There will be a weekend in New York City, on Nov. 9 and 10 to commemorate the exhibition. The two days will be comprised of a reception, brunch, keynote talk and tour of the “Sisters in Liberty” exhibition at the National Museum of Immigration. This event will be open to the public.   

This project came out of a meeting between James Blank, dean of the College of Arts and Sciences; J.R. Campbell, executive director of the Design Innovation Initiative; Fabrizio Ricciardelli, director of the Kent State University Florence Center and leadership of the Opera di Santa Croce. This conversation began because of the 200th anniversary of the friendship between the U.S. and Florence, said Jessica Jewell, senior academic program director at the Wick Poetry Center.        

Out of this meeting came the concept of “Sisters in Liberty,” a way to celebrate the U.S. Statue of Liberty and Pio Fedi’s “Liberty of Poetry” statue. This idea eventually grew into a collaborative exhibit around the theme of liberty, Jewell said. A Kent State research team helped build the exhibit, which will include a 3D-printed reproduction of Fedi’s statue that is nearly full scale.   

The idea of collaboration and global communication is also evident in “I Hear the World Sing,”a collection of poems from schoolchildren in Kent, Ohio and Florence, Italy. Co-edited by Hassler, Jewell and Stephanie Siciarz, adjunct instructor in the department of modern and classical language studies, this bilingual book explores the connections students can make through poetry.   

In the 10 years since “Traveling Stanzas” began, the project has grown to include a digital creative writing tool, which will be included in the Ellis Island exhibit. A grant from the Knight Foundation in 2016 helped fund this tool, known as the Listening Wall. 

“It is an interactive digital screen where users can hear oral histories, they can read archival documents, they can watch videos, they can listen to interviews, around a theme,” Jewell said, “and then using those pieces of content they can actually pull up transcripts and find words that they can use to create poems.”

This technology will make its debut at Ellis Island with the “Sisters in Liberty” exhibition, featuring dual-language content, in English and Italian, curated by Jewell. The poems from the Listening Wall can be shared around the world, wherever the wall and its corresponding websites exist. The Listening Wall at Ellis Island will be connected to installations in the Cloisters of the Cathedral Santa Croce in Florence and one on the Kent Campus. This technology will also be used for the 50th commemoration of the May 4 shooting. 

“Traveling Stanzas” began in 2009 as a partnership between the Wick Poetry Center and associate professor Valora Renicker’s visual communication design students and has since evolved. This combination of graphic design and poetry presented an opportunity to publish voices of the community, especially those who don’t view themselves as writers, Hassler said. These curated poems were dispersed among mass transit to promote the voices of the community and bring poetry to people’s lives. 

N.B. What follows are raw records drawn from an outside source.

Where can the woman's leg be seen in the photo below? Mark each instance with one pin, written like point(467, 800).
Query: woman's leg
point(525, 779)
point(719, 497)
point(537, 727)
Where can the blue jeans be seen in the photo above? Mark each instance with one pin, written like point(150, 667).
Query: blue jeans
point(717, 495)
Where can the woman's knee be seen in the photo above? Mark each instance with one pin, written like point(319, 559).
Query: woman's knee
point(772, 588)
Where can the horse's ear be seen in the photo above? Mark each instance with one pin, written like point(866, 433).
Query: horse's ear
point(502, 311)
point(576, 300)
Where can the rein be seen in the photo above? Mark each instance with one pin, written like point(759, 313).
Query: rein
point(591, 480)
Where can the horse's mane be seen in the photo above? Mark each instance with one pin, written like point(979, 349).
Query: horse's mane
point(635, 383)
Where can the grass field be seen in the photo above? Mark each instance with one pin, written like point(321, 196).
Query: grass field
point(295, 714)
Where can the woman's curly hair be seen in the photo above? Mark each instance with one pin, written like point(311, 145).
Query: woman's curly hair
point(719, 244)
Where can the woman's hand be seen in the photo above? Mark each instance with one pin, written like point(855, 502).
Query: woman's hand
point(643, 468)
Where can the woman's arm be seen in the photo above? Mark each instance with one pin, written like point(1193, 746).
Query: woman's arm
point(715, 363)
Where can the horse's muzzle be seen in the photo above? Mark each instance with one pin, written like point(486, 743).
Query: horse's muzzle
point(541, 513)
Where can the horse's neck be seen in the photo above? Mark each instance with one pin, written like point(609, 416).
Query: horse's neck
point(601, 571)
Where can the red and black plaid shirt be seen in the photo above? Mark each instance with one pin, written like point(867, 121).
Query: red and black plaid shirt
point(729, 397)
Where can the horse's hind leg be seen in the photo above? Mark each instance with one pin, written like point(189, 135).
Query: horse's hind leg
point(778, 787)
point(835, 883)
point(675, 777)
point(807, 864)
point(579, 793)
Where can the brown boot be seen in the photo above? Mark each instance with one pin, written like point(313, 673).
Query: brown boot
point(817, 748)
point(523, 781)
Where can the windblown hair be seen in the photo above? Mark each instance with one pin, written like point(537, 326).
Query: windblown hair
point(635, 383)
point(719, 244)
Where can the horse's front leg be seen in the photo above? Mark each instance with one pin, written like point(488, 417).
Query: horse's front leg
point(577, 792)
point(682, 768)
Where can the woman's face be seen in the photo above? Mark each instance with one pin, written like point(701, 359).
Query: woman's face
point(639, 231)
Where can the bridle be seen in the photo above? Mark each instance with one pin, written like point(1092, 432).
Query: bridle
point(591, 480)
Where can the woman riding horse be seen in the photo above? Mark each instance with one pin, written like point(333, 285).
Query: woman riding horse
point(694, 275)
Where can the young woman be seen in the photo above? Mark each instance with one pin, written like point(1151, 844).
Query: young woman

“We like to think of our ‘Traveling Stanzas’ poems as offering people a little moments of pause or pockets of time to slow down and reflect on their lives and make meaning,” Hassler said.  

Beyond these projects, is the publication of “Speak a Powerful Magic: Ten Years of the Traveling Stanzas Poetry Project. ”This celebration of 10 years is a collection of graphic designs paired with poems authored by schoolchildren, patients and caregivers, immigrants, and veterans. 

In the end, the celebration of all of these projects comes back to the celebration of poetry. 

“Poetry is often language slowed down and attended to, perhaps in a way that helps us make meaning, at a time when we often are grappling for creating a sense of meaning and belonging in our lives,” Hassler said.